Mr Daley, who had accompanied his son to tournaments and become a familiar figure at the poolside, had vowed to survive his illness long enough to watch his son compete in the 2012 Olympics.
Although he did not live to see this, he was present when his son won a gold medal in the World Series in Sheffield a month before his death.
Disputes were to follow as Daley geared himself for the 2012 Games, falling out with diving partner Blake Aldridge at the Beijing Games when the younger member of the team took a telephone call from his mother between dives.
He also had to contend with public criticism when trainers said Daley should cut down his media commitments or face missing an Olympic medal.
And his preparations were disrupted further when Daley received a hateful message from a 17-year-old boy on Twitter, who said the diver had let his father down with a poor performance.

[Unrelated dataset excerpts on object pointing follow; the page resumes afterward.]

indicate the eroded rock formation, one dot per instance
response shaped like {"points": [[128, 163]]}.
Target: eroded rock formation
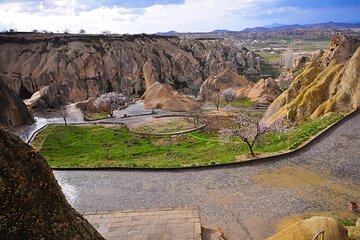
{"points": [[78, 67], [264, 91], [12, 109], [328, 83], [32, 204], [163, 96]]}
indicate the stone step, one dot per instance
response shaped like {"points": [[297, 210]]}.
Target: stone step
{"points": [[147, 224]]}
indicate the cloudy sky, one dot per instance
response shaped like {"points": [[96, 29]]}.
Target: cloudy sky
{"points": [[151, 16]]}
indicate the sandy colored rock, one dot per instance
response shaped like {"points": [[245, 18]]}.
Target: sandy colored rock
{"points": [[78, 67], [319, 89], [42, 98], [306, 230], [32, 204], [13, 111], [163, 96], [264, 91]]}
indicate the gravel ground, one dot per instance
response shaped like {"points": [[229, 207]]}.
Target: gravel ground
{"points": [[231, 197]]}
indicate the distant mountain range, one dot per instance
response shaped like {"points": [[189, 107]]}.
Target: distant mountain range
{"points": [[277, 26], [328, 25]]}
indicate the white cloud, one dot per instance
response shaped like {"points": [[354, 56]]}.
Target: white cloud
{"points": [[192, 15]]}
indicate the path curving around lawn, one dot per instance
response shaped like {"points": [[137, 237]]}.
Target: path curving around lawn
{"points": [[319, 178]]}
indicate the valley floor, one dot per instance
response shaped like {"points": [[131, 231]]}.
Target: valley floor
{"points": [[246, 202]]}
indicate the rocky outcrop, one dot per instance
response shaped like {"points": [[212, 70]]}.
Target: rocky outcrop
{"points": [[329, 83], [264, 91], [32, 204], [306, 229], [43, 98], [12, 109], [78, 67], [163, 96]]}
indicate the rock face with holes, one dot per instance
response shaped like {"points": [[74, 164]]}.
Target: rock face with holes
{"points": [[80, 66], [12, 109], [307, 229], [328, 83], [264, 91], [32, 204]]}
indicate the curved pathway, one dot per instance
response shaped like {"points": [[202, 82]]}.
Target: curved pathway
{"points": [[244, 201]]}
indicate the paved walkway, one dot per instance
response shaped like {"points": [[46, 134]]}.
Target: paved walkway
{"points": [[246, 202], [147, 224]]}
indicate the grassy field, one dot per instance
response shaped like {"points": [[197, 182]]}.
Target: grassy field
{"points": [[166, 125], [85, 146], [96, 116]]}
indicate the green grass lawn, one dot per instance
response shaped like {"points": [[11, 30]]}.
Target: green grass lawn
{"points": [[96, 116], [80, 146], [166, 125]]}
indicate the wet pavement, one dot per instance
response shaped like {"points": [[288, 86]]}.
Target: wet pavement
{"points": [[231, 197]]}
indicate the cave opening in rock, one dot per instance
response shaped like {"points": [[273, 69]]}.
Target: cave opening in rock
{"points": [[24, 92]]}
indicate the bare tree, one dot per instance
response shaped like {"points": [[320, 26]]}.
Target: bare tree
{"points": [[196, 115], [107, 147], [217, 98], [168, 141], [64, 113], [248, 128], [228, 95], [110, 101]]}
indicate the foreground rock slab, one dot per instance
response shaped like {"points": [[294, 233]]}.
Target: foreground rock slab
{"points": [[32, 204], [163, 223]]}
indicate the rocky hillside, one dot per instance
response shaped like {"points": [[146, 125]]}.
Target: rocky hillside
{"points": [[13, 110], [76, 67], [32, 204], [328, 83], [163, 96], [263, 91]]}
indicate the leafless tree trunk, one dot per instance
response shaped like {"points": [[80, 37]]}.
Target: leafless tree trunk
{"points": [[64, 114]]}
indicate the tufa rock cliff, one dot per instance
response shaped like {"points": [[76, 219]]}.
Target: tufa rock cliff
{"points": [[163, 96], [264, 91], [76, 67], [12, 109], [328, 83], [32, 204]]}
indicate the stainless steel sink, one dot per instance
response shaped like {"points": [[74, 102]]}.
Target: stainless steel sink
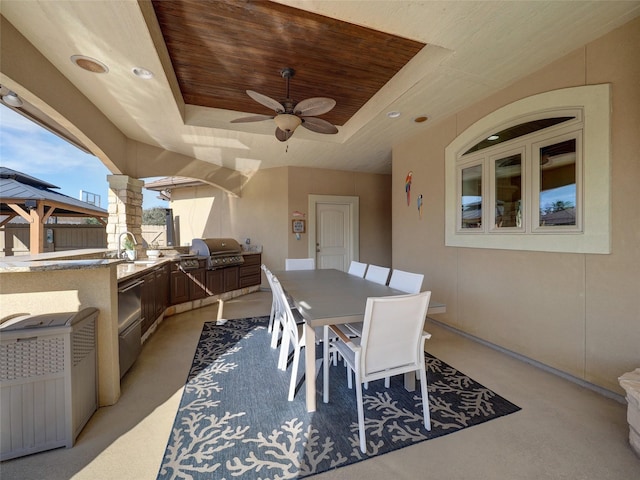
{"points": [[144, 262]]}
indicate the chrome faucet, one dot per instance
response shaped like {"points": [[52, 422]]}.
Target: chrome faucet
{"points": [[126, 232]]}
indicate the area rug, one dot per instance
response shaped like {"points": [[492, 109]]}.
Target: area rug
{"points": [[234, 420]]}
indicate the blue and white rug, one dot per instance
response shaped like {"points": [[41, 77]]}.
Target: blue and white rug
{"points": [[234, 420]]}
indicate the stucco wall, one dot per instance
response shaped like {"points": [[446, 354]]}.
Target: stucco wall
{"points": [[264, 210], [574, 312]]}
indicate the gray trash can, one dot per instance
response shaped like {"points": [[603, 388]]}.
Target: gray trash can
{"points": [[48, 380]]}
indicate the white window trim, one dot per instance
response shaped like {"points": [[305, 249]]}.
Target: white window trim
{"points": [[520, 150], [595, 101], [579, 206]]}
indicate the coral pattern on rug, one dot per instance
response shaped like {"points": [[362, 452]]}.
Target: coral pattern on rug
{"points": [[234, 420]]}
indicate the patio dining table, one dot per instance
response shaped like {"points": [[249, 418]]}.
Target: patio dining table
{"points": [[331, 297]]}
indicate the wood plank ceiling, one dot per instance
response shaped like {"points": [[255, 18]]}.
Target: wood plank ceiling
{"points": [[221, 48]]}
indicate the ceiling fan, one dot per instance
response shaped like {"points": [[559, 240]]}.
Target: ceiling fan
{"points": [[291, 114]]}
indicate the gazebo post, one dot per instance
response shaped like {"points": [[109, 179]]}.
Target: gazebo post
{"points": [[36, 231]]}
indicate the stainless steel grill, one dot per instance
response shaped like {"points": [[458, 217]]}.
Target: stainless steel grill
{"points": [[220, 252]]}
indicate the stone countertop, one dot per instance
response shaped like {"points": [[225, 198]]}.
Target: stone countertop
{"points": [[125, 269], [47, 265], [129, 270]]}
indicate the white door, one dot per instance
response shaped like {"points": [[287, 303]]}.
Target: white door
{"points": [[334, 230], [332, 239]]}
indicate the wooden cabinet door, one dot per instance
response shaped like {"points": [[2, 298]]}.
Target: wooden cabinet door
{"points": [[162, 290], [197, 284], [231, 281], [215, 281], [179, 287]]}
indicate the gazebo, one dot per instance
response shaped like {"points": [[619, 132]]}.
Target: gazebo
{"points": [[35, 201]]}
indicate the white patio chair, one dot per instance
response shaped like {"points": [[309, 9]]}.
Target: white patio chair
{"points": [[386, 347], [377, 274], [275, 318], [293, 336], [358, 269], [406, 281], [299, 264], [400, 280]]}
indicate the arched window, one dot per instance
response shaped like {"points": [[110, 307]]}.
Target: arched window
{"points": [[533, 175]]}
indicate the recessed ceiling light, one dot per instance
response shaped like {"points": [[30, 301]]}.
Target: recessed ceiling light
{"points": [[89, 64], [142, 73], [12, 98]]}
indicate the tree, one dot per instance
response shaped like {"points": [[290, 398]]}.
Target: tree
{"points": [[154, 216]]}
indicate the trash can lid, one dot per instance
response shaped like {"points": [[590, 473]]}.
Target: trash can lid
{"points": [[46, 320]]}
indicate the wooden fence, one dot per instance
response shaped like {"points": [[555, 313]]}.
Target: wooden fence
{"points": [[14, 238]]}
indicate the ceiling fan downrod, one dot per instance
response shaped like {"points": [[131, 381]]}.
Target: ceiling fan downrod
{"points": [[287, 74]]}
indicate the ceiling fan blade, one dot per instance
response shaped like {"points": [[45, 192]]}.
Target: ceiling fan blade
{"points": [[266, 101], [318, 125], [254, 118], [314, 106], [282, 135]]}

Daley, a native of the digital age and a prolific tweeter, offered a very public response, replying: "After giving it my all... you get idiots sending me this..."
The abusive teen, who was living in sheltered housing in Weymouth at the time, was given a police warning while Daley went on to claim bronze in the 10m men's platform.
It prompted wild celebrations in Daley's home city, where thousands had crammed underneath a large screen on the plaza to cheer Daley on - returning to the streets as a homecoming parade passed through Plymouth.
Post-Games, Daley was to reveal how he hankered for a media career - and it arrived in the form of ITV reality show Splash! in which celebrity contestants tried to emulate the Olympian, a co-host and performer each episode.
The show was panned by the critics, yet the prime-time audiences soared to in excess of 5 million, and Splash! returned this year for a second series.
Throughout the latter stages of his teenage years, journalists were regularly discouraged from asking Daley about his sexuality.
And so the news in December last year that the athlete was in a relationship with a man - director and producer Dustin Lance Black - was made public by Daley himself on Twitter and YouTube.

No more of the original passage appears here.